In a light-hearted social setting several years ago, a good friend handed me a dollar bill, telling me, in jest, that he was paying me as a lawyer, so he could tell me a funny and embarrassing story, in confidence, about one of our mutual friends.
All jesting aside, a lawyer’s duty of confidentiality with respect to client communication is a sacred one that is not conditioned upon payment.
Instead, a lawyer is ethically bound to hold in confidence any information received within the context of a person seeking legitimate legal advice from an attorney.
And while this professional ethical obligation would probably not apply to a situation where a friend wants to tell an embarrassing, lighthearted tale on another friend during a social setting, even if he thrusts a dollar bill into my hand, it was a cute gesture.
The duty of confidentiality does extend, however, to the situation where a potential client consults with a lawyer and the lawyer declines to accept the representation, or where a person seeks basic legal advice from a lawyer and no formal course of representation follows. This is true regardless of whether there is payment for the consultation or advice.
This duty also extends to information relating the representation that does not necessarily come directly from communication with the client, and it continues to bind the lawyer to confidentiality after the representation is concluded.
This is a good rule, so that those who engage an attorney in a professional role can do so with the confidence that they may speak freely without concern for irresponsible disclosure.
There are some limited exceptions to this rule, such as permitting an attorney to disclose information to further the interests of the client.
This exception would apply to a situation where a lawyer might disclose information relating to his representation in a letter to a hospital seeking medical records, or in interviewing potential witnesses.
Another exception is where a client sues a lawyer. Then, the lawyer may disclose matters relating to the representation in defense of himself.
But in my opinion there is no professional justification for holding a press conference to trash a former client, and tell the world that that is why a lawyer is terminating his representation of him.
This, it seems, is exactly what the now-former lawyers for accused Florida vigilante killer George Zimmerman did when they announced publicly last week that the representation was terminated, that Zimmerman had been acting erratically, was out of control, had violated advice they had given him, and that they had lost track of his whereabouts.
In a light-hearted social setting several years ago, a good friend handed me a dollar bill, telling me, in jest, that he was paying me as a lawyer, so he could tell me a funny and embarrassing story, in confidence, about one of our mutual friends.
All jesting aside, a lawyer’s duty of confidentiality with respect to client communication is a sacred one that is not conditioned upon payment.
Instead, a lawyer is ethically bound to hold in confidence any information received within the context of a person seeking legitimate legal advice from an attorney.
And while this professional ethical obligation would probably not apply to a situation where a friend wants to tell an embarrassing, lighthearted tale on another friend during a social setting, even if he thrusts a dollar bill into my hand, it was a cute gesture.

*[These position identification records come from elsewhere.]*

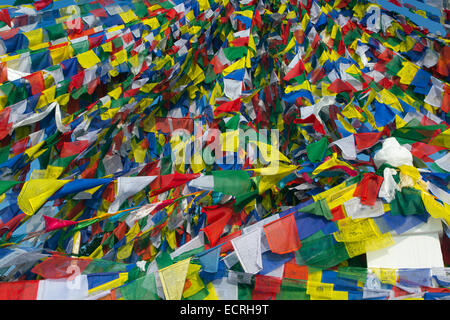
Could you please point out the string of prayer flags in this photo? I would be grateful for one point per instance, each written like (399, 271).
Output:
(198, 150)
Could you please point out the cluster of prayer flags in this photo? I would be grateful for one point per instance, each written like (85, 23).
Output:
(220, 149)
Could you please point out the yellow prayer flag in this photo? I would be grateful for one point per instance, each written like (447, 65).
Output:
(88, 59)
(36, 192)
(35, 37)
(173, 278)
(128, 16)
(115, 94)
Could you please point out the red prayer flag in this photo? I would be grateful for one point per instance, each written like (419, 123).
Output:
(231, 106)
(72, 148)
(217, 218)
(19, 290)
(55, 224)
(282, 235)
(368, 188)
(36, 81)
(5, 126)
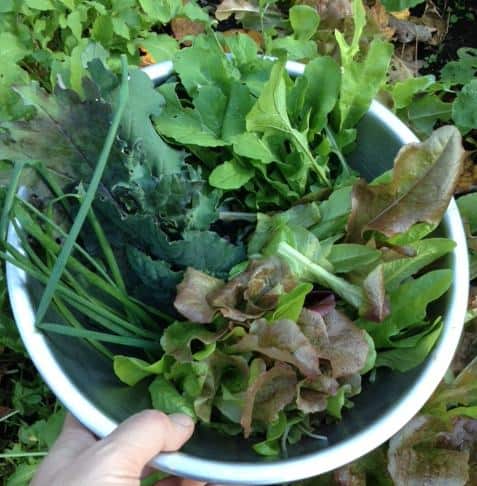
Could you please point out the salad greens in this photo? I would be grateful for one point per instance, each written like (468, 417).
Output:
(228, 237)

The duty of confidentiality does extend, however, to the situation where a potential client consults with a lawyer and the lawyer declines to accept the representation, or where a person seeks basic legal advice from a lawyer and no formal course of representation follows. This is true regardless of whether there is payment for the consultation or advice.
This duty also extends to information relating the representation that does not necessarily come directly from communication with the client, and it continues to bind the lawyer to confidentiality after the representation is concluded.

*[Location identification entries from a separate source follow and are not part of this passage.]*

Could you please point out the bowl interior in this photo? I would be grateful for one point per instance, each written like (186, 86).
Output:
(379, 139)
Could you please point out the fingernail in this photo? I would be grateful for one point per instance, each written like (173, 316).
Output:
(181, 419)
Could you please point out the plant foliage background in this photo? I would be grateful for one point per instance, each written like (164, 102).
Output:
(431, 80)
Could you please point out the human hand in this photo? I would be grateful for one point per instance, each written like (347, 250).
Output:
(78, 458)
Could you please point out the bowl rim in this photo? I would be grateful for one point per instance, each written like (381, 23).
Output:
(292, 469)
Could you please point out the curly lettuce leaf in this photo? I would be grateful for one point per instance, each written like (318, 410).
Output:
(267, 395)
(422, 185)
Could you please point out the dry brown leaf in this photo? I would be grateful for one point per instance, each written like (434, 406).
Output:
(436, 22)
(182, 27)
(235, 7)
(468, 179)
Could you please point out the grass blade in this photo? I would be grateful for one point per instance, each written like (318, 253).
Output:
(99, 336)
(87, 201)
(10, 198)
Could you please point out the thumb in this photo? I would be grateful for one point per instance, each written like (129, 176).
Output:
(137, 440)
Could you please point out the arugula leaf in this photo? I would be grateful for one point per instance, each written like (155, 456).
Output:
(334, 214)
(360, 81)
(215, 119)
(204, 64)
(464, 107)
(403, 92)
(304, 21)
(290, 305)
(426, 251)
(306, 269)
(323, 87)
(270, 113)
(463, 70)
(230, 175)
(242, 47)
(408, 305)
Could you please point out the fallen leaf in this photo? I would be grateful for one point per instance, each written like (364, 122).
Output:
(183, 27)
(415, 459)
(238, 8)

This is a good rule, so that those who engage an attorney in a professional role can do so with the confidence that they may speak freely without concern for irresponsible disclosure.
There are some limited exceptions to this rule, such as permitting an attorney to disclose information to further the interests of the client.
This exception would apply to a situation where a lawyer might disclose information relating to his representation in a letter to a hospital seeking medical records, or in interviewing potential witnesses.
Another exception is where a client sues a lawyer. Then, the lawyer may disclose matters relating to the representation in defense of himself.
But in my opinion there is no professional justification for holding a press conference to trash a former client, and tell the world that that is why a lawyer is terminating his representation of him.
This, it seems, is exactly what the now-former lawyers for accused Florida vigilante killer George Zimmerman did when they announced publicly last week that the representation was terminated, that Zimmerman had been acting erratically, was out of control, had violated advice they had given him, and that they had lost track of his whereabouts.
What the heck were they thinking?
Or, as New York University Law School Professor Stephen Gillers quite pointedly noted in Slate magazine: “Jaw dropping. Literally. I struggle to find the appropriate adjectives to describe their behavior. The clip will be useful in legal ethics classes under the heading ‘HOW NEVER TO BEHAVE.’”
What really bothers me about this is that when some publicity seeking lawyers in Florida hold a press conference to trash a high profile client, it undermines the profession as a whole, and the confidence of people everywhere that they should be able to trust their lawyer to hold their privileged information in the esteemed condition of confidence that is appropriate.
However, as I consider the universal level of professionalism and integrity of my colleagues practicing law in this area, I truly believe that it would never happen here.